Kein „Motzen auf hohem Niveau“
Medizintechnikbranche hofft auf Fristverlängerung in Sachen EU-MDR, doch damit sind nicht alle Probleme gelöst
TUTTLINGEN - Das Papier stapelt sich bei vielen Tuttlinger Medizintechnikfirmen: Wie ein Produkt beschaffen ist, was es genau macht und warum es tut, was es tut – all das muss genauestens dokumentiert sein. So verlangt es die Europäische Medizinprodukteverordnung (EUMDR). Seit 2017 ist sie in Kraft. Inzwischen haben viele Unternehmen in der Region Tuttlingen das Zertifizierungsverfahren bereits durchlaufen. Doch für viele andere wird die Zeit knapp. Eine Verlängerung ist im Gespräch, doch kommt sie auch? Julia Steckeler, Geschäftsführerin der Tuttlinger Clusterinitiative Medical Mountains, im Interview.
Frau Steckeler, wie ist der Stand in Sachen EU-MDR?
Momentan geht die Übergangsfrist bis 2024, bis dahin müssen alle Produkte in die EU-MDR überführt sein. Wir haben ja früh prophezeit, dass das System gar nicht in der Lage ist, diese Masse an Produkten zu bewältigen. Das liegt nicht an den Unternehmen, sondern am Komplettsystem. Es gab zu wenig benannte Stellen (Anm. d. Red.: Unternehmen wie der TÜV, die Produkte überprüfen und zertifizieren). Inzwischen haben wir 36, wir kamen mal von 80. Im Schnitt braucht eine benannte Stelle für die Überprüfung des Qualitätsmanagement-Systems und der Produktakte mindestens ein Jahr, eher eineinhalb Jahre. Da kann man sich leicht ausrechnen, dass das bis 2024 kaum funktionieren kann. Im Oktober waren gerade einmal 1990 MDRZertifikate ausgestellt. Rund 23.000 weitere Zertifikate müssen noch in die MDR überführt werden.
Wobei sicherlich weniger Produkte überhaupt zertifziert werden?
Ja, das stimmt. Viele Unternehmen haben ihre Portfolios bereinigt und Produkte aus dem Sortiment genommen.
Können Sie sagen, wie viele Produkte vom Markt genommen wurden?

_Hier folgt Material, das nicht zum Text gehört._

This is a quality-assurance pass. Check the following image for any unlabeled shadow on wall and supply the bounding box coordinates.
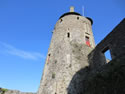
[67,19,125,94]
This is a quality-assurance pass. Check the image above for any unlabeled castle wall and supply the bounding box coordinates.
[38,15,95,94]
[88,19,125,69]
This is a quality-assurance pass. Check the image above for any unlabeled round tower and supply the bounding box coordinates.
[38,7,95,94]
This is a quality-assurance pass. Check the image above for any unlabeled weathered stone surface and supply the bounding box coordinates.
[38,9,95,94]
[0,88,36,94]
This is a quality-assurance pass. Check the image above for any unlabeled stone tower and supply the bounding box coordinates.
[37,7,95,94]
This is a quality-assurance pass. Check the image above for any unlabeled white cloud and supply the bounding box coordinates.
[0,42,45,60]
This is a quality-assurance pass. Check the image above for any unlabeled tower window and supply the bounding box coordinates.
[102,47,112,63]
[67,32,70,38]
[77,17,79,20]
[48,54,51,56]
[60,19,63,23]
[85,36,90,47]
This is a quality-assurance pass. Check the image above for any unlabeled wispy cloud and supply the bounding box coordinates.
[0,42,45,60]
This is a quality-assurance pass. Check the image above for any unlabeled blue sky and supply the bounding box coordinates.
[0,0,125,92]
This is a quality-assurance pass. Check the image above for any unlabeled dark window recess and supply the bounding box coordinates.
[85,32,90,35]
[102,47,112,63]
[48,54,51,56]
[60,19,63,23]
[52,73,56,79]
[77,17,79,20]
[55,60,57,64]
[85,36,90,47]
[67,33,70,38]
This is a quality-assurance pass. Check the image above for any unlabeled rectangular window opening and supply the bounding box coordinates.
[85,36,90,47]
[102,47,112,63]
[67,32,70,38]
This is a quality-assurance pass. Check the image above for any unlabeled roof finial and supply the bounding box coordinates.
[70,6,74,12]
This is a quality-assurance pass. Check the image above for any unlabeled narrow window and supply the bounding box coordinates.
[48,54,51,56]
[47,54,51,64]
[67,32,70,38]
[77,17,79,20]
[60,19,63,23]
[102,47,112,63]
[85,36,90,47]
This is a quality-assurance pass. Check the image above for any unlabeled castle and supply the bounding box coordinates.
[1,7,125,94]
[38,7,125,94]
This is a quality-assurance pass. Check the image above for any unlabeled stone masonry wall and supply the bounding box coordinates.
[88,19,125,69]
[38,15,95,94]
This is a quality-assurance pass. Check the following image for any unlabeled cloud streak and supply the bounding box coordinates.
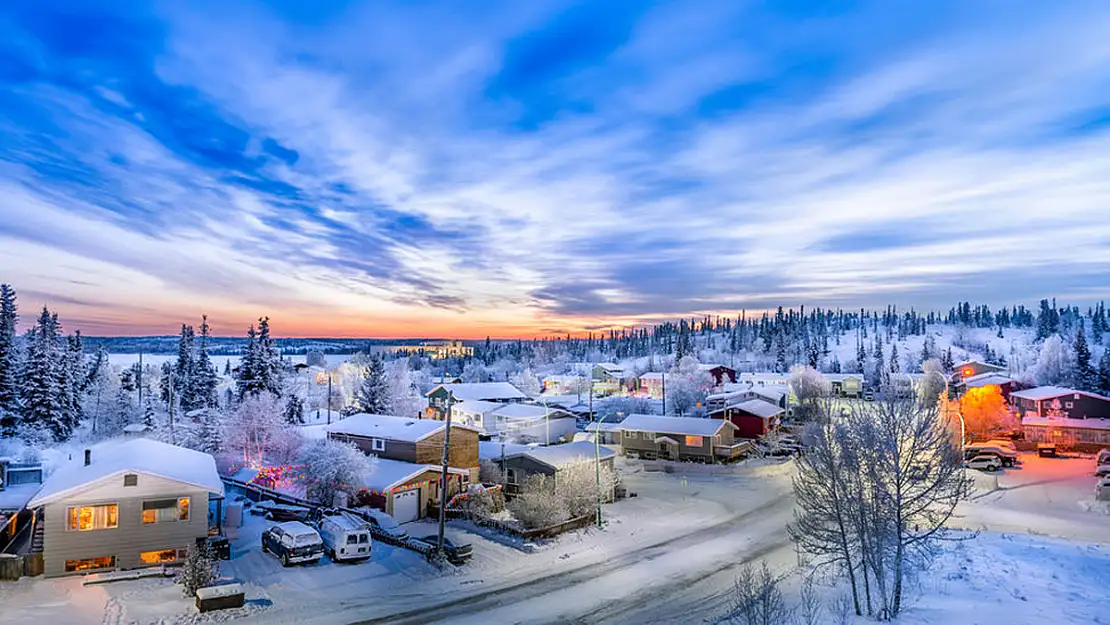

Aktuelle konkrete Zahlen haben wir leider nicht. Aber in unserer Studie vom April hat die Hälfte der Unternehmen gesagt, dass sie Produkte gestrichen haben. Bei vielen ist es ein Drittel, bei anderen weniger.
Christian Leibinger, Chef von KLS Martin, hat kürzlich unserer Zeitung gesagt, die EU-MDR hätte auch ein wenig zum Entrümpeln beigetragen. Einige Produkte seien seit Jahren kaum gefragt gewesen. Sehen Sie da auch einen positiven Effekt?
Ja, die Verordnung hat schon auch positive Seiten. Es gibt Stimmen, die sie gern komplett wieder abschaffen würden, das würde ich nicht machen. Es ist gut, sich zu hinterfragen und aufzuräumen. Trotzdem: Medizinprodukte sind genauso vielfältig wie unser Körper. Diese Vielfalt wird jetzt ein Stück weit standardisiert. Es kann jedoch sein, dass ein bestimmter Standard bei Patient x nicht funktioniert.
Haben Sie da ein Beispiel?
Bei vielen chirurgischen Instrumenten oder Klammernahtgeräten werden die Größen gerade standardisiert. Aber jeder Körper ist anders. Da kann schon ein halber Millimeter ausmachen, ob das Instrument für den Patienten nun schonend eingesetzt werden kann oder nicht. Und der Erfolg des Produktes hängt auch immer vom Anwender ab. Die Ärzte sind ihre bestimmten Produkte gewohnt. Wenn eins fehlt, zieht das einen Rattenschwanz nach sich: Die Anwender müssen sich umstellen, neu geschult werden.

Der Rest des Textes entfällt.